After 3 to 5 minutes, you will spy a solid yellow bottom showing itself through the jiggly raw top. You are allowed to get a spatula and check that the aforesaid bottom is beginning to brown.
If so, it’s time to sprinkle the rest of the cheese on the top and put the pan under the broiler: not too close, and the oven door should be open slightly. The term “broasted” has been used for ’50s roadside chicken, but that’s what we’re doing to these eggs. Watch the top like a hawk, and when it begins to show its first tan pocks, grab a potholder — easy to forget that! — to pull your meal out.
A Spanish Coda
When you feel comfortable about this play with eggs, you may enjoy a decidedly unmolecular gastronomical variation. But please make sure the chips — this sounds odd — are just out of the bag.
Ferran Adrià’s Tortilla Española or Potato Chip Frittata
(via Saveur, with my amendments)
- 6 eggs
- Up to 2 cups thick potato chips, I use Kettle Brand
- Approx. 2 oz. Serrano ham or prosciutto, even thin Italian salami, cut bite-size. The frittata is tasty without meat, too.
- ¼ cup canned piquillo peppers or pimentos, finely chopped, or frying or even bell pepper, chopped and sautéed till softened with olive oil in the pan you’ll use
- 1 tbsp. olive oil, enough to barely cover the pan
- small handful (2 tbsp.) thyme, oregano, or marjoram leaves, whatever’s fresh, chopped not too fine and just before they go in
- salt, black pepper to taste
- water
Turn on broiler.
Beat eggs with a dollop of water. Hand-crush potato chips (this is fun) and add to eggs, stir, and let soak to soften for at least 5 minutes.

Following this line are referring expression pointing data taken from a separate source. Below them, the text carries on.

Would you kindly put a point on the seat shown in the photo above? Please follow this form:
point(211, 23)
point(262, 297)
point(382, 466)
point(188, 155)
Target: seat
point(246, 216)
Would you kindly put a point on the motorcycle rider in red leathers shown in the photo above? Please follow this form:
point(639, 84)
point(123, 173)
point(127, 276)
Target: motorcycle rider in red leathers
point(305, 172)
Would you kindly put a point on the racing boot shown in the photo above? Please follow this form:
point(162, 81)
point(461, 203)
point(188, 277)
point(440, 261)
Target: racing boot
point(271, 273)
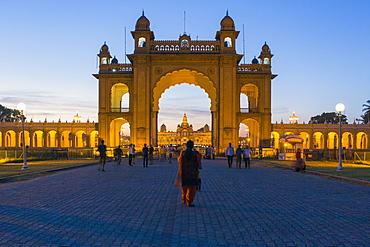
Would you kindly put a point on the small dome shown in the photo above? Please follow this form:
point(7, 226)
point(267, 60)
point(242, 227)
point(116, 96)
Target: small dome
point(255, 60)
point(265, 48)
point(227, 23)
point(142, 24)
point(114, 60)
point(104, 48)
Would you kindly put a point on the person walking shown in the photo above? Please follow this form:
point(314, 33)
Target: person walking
point(229, 154)
point(131, 153)
point(239, 153)
point(102, 148)
point(247, 153)
point(151, 153)
point(118, 154)
point(145, 151)
point(188, 173)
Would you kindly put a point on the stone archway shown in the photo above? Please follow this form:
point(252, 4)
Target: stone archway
point(184, 76)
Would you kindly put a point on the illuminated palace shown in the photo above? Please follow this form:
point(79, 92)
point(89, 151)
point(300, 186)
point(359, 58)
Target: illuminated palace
point(129, 94)
point(185, 132)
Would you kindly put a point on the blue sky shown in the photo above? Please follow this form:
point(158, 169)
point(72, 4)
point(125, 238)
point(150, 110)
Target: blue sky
point(48, 52)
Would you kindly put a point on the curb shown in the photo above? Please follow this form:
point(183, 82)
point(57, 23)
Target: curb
point(2, 179)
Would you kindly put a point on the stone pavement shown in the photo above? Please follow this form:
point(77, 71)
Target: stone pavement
point(136, 206)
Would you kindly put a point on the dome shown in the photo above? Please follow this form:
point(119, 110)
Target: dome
point(227, 23)
point(142, 24)
point(255, 60)
point(114, 60)
point(104, 48)
point(265, 48)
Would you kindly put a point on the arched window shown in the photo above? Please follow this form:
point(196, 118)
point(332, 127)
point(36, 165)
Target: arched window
point(142, 42)
point(228, 42)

Add soft pepper, herb, optional ham or salami, black pepper and maybe scant salt to the eggs and chips, then stir.
Pour the egg lava into an oil-slicked pan at medium heat and follow the frittata steps above. Remember: don’t stir.
If underdone as you cut into it at the table, just put your package back in the oven.
Frittatas taste nothing like American breakfast, our ordinary blank and eggs. Beyond my dual pleasure in cooking and eating, I should mention the frittata moment that makes me happiest: when I found that I could slide the sizzler from pan to serving plate with no trouble whatsoever. That gesture is garnish enough.